Tanshinone IIA ameliorates pancreatic injury in type 2 diabetic mice by modulating inflammation and endoplasmic reticulum stress via the IL-6/JAK2/STAT3 pathway

Type 2 diabetes mellitus (T2DM) is a severe metabolic disorder in which pancreatic injury plays a pivotal role in disease progression. Tanshinone IIA (TanIIA), a bioactive compound extracted from Salvia miltiorrhiza, has shown therapeutic potential in diabetes management. However, its protective effects on pancreatic injury and underlying pharmacological mechanisms remain unclear. In this study, TanIIA significantly reduced fasting blood glucose, improved insulin resistance, and alleviated islet structural damage and β-cell apoptosis. Potential TanIIA targets were initially predicted through integrated network pharmacology, weighted gene co-expression network analysis (WGCNA), and differential gene expression analysis. Based on these integrated data, five machine learning algorithms were applied to identify candidate targets.

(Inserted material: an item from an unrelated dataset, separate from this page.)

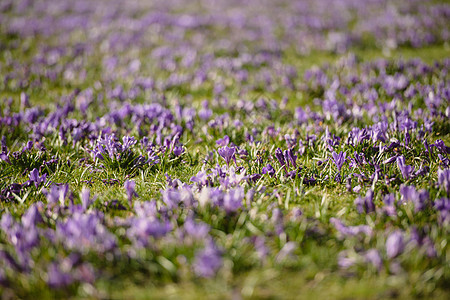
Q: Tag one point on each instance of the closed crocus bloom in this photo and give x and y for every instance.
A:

PTGS2, NR4A2, MGLL, GABRA2, and IL-6 were determined to be core targets and were validated by qRT-PCR, with functional enrichment indicating that the JAK-STAT pathway is a key regulatory axis. Molecular docking revealed strong binding affinities between TanIIA and these core targets, with calculated binding energies of -8.7 (PTGS2), -7.6 (NR4A2), -9.8 (MGLL), -8.3 (GABRA2), and − 7.5 (IL-6) kcal/mol. Furthermore, molecular dynamics simulations confirmed the stable interaction between TanIIA and IL-6. In vivo experiments further demonstrated that TanIIA modulated the IL-6/JAK2/STAT3 pathway In vivo experiments further demonstrated that TanIIA modulated the IL-6/JAK2/STAT3 pathway, suppressed proinflammatory cytokines, promoted anti-inflammatory IL-10 expression, and regulated macrophage polarization, thereby improving the inflammatory microenvironment in islets. Additionally, TanIIA activated the PI3K-AKT pathway, alleviated glucolipotoxicity-induced endoplasmic reticulum (ER) stress, and downregulated ER stress-related proteins including p-IRE1α, GRP78, XBP1s, and CHOP, ultimately inhibiting β-cell apoptosis. Collectively, these findings suggest that TanIIA ameliorates pancreatic damage in T2DM mice by targeting inflammation and ER stress through IL-6/JAK2/STAT3 signaling, providing new mechanistic insights into its antidiabetic potential.